[jira] [Commented] (LUCENE-7438) UnifiedHighlighter

Robert Muir (JIRA) Thu, 08 Sep 2016 06:58:48 -0700

    [ 
https://issues.apache.org/jira/browse/LUCENE-7438?page=com.atlassian.jira.plugin.system.issuetabpanels:comment-tabpanel&focusedCommentId=15473933#comment-15473933
 ]


Robert Muir commented on LUCENE-7438:
-------------------------------------

I think there are room for plenty of new highlighters in lucene, so its great 
to have another one. I do get the feeling from some issues etc, that some feel 
there "can be only one", but I don't see any good reasons for that. On the 
other hand, like codecs and other things in lucene, we should explore different 
approaches that give the user more choices (like this new highlighter here). 

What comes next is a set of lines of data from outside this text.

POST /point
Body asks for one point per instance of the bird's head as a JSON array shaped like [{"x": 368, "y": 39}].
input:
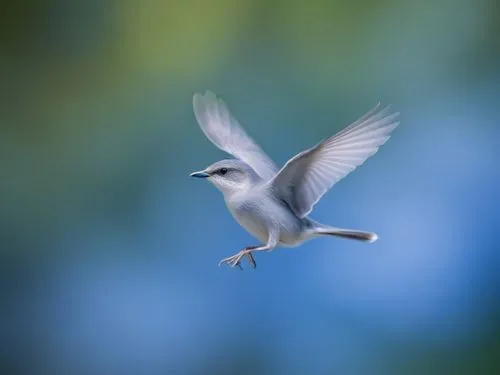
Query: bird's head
[{"x": 229, "y": 175}]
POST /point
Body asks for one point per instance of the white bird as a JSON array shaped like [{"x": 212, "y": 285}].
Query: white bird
[{"x": 273, "y": 205}]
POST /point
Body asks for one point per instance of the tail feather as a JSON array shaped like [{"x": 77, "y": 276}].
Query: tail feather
[{"x": 347, "y": 233}]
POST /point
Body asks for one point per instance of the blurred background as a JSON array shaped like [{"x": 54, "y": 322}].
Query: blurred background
[{"x": 109, "y": 250}]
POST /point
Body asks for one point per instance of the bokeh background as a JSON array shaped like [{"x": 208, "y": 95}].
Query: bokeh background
[{"x": 109, "y": 250}]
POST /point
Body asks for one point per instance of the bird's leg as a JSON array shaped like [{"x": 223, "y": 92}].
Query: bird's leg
[{"x": 235, "y": 260}]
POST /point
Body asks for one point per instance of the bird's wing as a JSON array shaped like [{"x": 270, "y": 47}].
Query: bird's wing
[
  {"x": 306, "y": 177},
  {"x": 227, "y": 134}
]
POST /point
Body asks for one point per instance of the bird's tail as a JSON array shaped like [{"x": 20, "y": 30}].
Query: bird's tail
[{"x": 346, "y": 233}]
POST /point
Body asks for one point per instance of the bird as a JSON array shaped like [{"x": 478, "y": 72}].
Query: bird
[{"x": 273, "y": 204}]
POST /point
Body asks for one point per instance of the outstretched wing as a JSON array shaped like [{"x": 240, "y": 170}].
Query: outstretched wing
[
  {"x": 227, "y": 134},
  {"x": 306, "y": 177}
]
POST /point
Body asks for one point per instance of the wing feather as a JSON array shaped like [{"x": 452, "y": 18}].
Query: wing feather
[{"x": 224, "y": 131}]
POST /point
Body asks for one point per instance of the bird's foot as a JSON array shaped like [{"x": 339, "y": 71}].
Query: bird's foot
[{"x": 235, "y": 260}]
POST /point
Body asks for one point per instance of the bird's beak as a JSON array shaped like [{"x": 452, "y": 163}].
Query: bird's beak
[{"x": 200, "y": 174}]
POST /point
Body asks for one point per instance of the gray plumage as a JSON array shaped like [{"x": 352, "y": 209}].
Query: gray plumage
[{"x": 273, "y": 205}]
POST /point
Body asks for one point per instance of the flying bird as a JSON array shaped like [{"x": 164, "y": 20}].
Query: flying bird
[{"x": 273, "y": 204}]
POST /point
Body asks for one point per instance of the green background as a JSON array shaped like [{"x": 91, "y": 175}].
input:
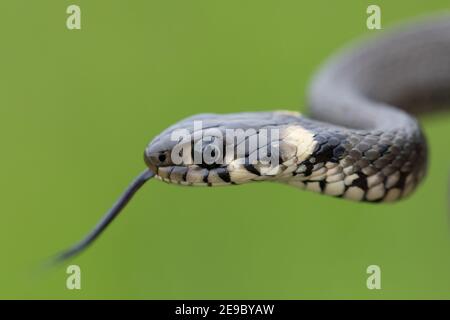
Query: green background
[{"x": 78, "y": 108}]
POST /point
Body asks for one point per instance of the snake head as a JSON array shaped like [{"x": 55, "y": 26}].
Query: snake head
[{"x": 218, "y": 149}]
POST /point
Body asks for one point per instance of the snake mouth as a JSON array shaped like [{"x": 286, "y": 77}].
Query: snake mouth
[{"x": 194, "y": 175}]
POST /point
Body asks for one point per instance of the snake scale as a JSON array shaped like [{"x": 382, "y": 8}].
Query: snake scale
[{"x": 361, "y": 141}]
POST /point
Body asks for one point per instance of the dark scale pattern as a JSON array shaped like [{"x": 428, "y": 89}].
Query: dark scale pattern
[{"x": 374, "y": 166}]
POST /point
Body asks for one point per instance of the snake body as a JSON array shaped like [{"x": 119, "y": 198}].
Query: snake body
[{"x": 360, "y": 142}]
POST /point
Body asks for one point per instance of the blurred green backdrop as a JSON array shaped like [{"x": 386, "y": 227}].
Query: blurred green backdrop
[{"x": 78, "y": 108}]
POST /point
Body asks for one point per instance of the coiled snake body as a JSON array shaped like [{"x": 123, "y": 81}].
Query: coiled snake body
[{"x": 360, "y": 143}]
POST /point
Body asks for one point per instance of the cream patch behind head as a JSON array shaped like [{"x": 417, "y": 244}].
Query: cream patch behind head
[{"x": 301, "y": 138}]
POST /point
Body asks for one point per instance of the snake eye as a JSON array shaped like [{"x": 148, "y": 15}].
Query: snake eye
[{"x": 162, "y": 157}]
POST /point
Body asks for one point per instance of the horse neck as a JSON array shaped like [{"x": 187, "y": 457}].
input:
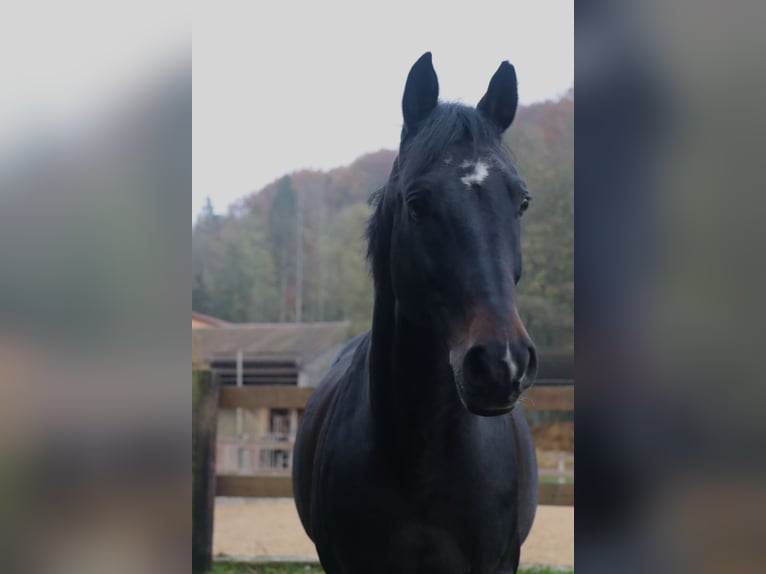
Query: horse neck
[{"x": 411, "y": 388}]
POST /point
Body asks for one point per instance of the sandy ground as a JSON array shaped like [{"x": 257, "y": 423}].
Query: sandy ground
[{"x": 260, "y": 528}]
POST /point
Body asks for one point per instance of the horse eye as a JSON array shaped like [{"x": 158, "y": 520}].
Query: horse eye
[{"x": 417, "y": 207}]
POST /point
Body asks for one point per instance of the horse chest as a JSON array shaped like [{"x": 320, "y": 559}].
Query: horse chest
[{"x": 437, "y": 515}]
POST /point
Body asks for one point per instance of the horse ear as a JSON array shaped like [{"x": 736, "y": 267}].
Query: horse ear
[
  {"x": 500, "y": 102},
  {"x": 420, "y": 93}
]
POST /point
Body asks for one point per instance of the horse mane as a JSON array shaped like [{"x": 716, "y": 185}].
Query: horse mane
[{"x": 448, "y": 124}]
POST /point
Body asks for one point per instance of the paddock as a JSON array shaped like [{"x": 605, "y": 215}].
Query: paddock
[{"x": 251, "y": 517}]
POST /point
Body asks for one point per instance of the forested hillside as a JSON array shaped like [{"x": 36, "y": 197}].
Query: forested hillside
[{"x": 294, "y": 250}]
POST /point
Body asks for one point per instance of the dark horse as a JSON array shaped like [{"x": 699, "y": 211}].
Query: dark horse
[{"x": 411, "y": 456}]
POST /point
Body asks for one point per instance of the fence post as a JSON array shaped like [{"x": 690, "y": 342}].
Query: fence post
[{"x": 204, "y": 408}]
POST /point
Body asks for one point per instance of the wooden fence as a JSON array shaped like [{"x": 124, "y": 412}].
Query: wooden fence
[
  {"x": 554, "y": 391},
  {"x": 554, "y": 397}
]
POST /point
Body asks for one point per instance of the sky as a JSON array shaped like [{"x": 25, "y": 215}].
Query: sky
[
  {"x": 316, "y": 85},
  {"x": 277, "y": 86}
]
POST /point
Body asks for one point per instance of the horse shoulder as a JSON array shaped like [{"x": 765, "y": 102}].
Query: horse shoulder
[
  {"x": 308, "y": 443},
  {"x": 526, "y": 465}
]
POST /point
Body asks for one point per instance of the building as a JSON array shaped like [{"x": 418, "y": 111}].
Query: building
[{"x": 260, "y": 441}]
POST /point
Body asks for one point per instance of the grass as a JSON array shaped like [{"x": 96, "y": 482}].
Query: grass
[{"x": 245, "y": 568}]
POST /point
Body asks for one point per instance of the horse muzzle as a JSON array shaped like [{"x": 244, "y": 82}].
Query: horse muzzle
[{"x": 491, "y": 376}]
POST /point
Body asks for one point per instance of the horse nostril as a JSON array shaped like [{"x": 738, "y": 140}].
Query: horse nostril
[
  {"x": 476, "y": 364},
  {"x": 530, "y": 373}
]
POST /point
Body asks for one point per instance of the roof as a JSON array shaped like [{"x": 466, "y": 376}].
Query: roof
[
  {"x": 293, "y": 342},
  {"x": 207, "y": 321}
]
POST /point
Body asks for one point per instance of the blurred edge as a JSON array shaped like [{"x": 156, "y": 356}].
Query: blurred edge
[
  {"x": 95, "y": 188},
  {"x": 668, "y": 279}
]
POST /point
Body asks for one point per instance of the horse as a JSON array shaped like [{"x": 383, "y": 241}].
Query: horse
[{"x": 413, "y": 455}]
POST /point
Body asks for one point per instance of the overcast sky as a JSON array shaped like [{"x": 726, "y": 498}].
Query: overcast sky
[
  {"x": 278, "y": 86},
  {"x": 283, "y": 88}
]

I think this is especially important because of how "personal" highlighting is 
to the app, and the fact that performance/relevance is tricky stuff here 
depending on how the app works! For example about the reuse note: this 
highlighter discards reuse of some internal lucene structures, but under some 
circumstances (e.g. certain query structures/Directory impl/doc sizes/top-N 
sizes/stopwords or lack thereof) this could indeed matter a lot. For PH it does 
this simply because it tries to maximize perf everywhere (possibly to the 
extreme: perhaps it really is the wrong tradeoff, but that was a "different" 
direction to explore). There are lots of ways these things can perform or be 
very slow, and a lot of it is hard to generalize across all use-cases!

As far as the duplication of classes, I'd be a little careful before 
refactoring too much of it, because of that very reason. Maybe UH needs to 
ultimately go in different directions than PH and we should just let it do that.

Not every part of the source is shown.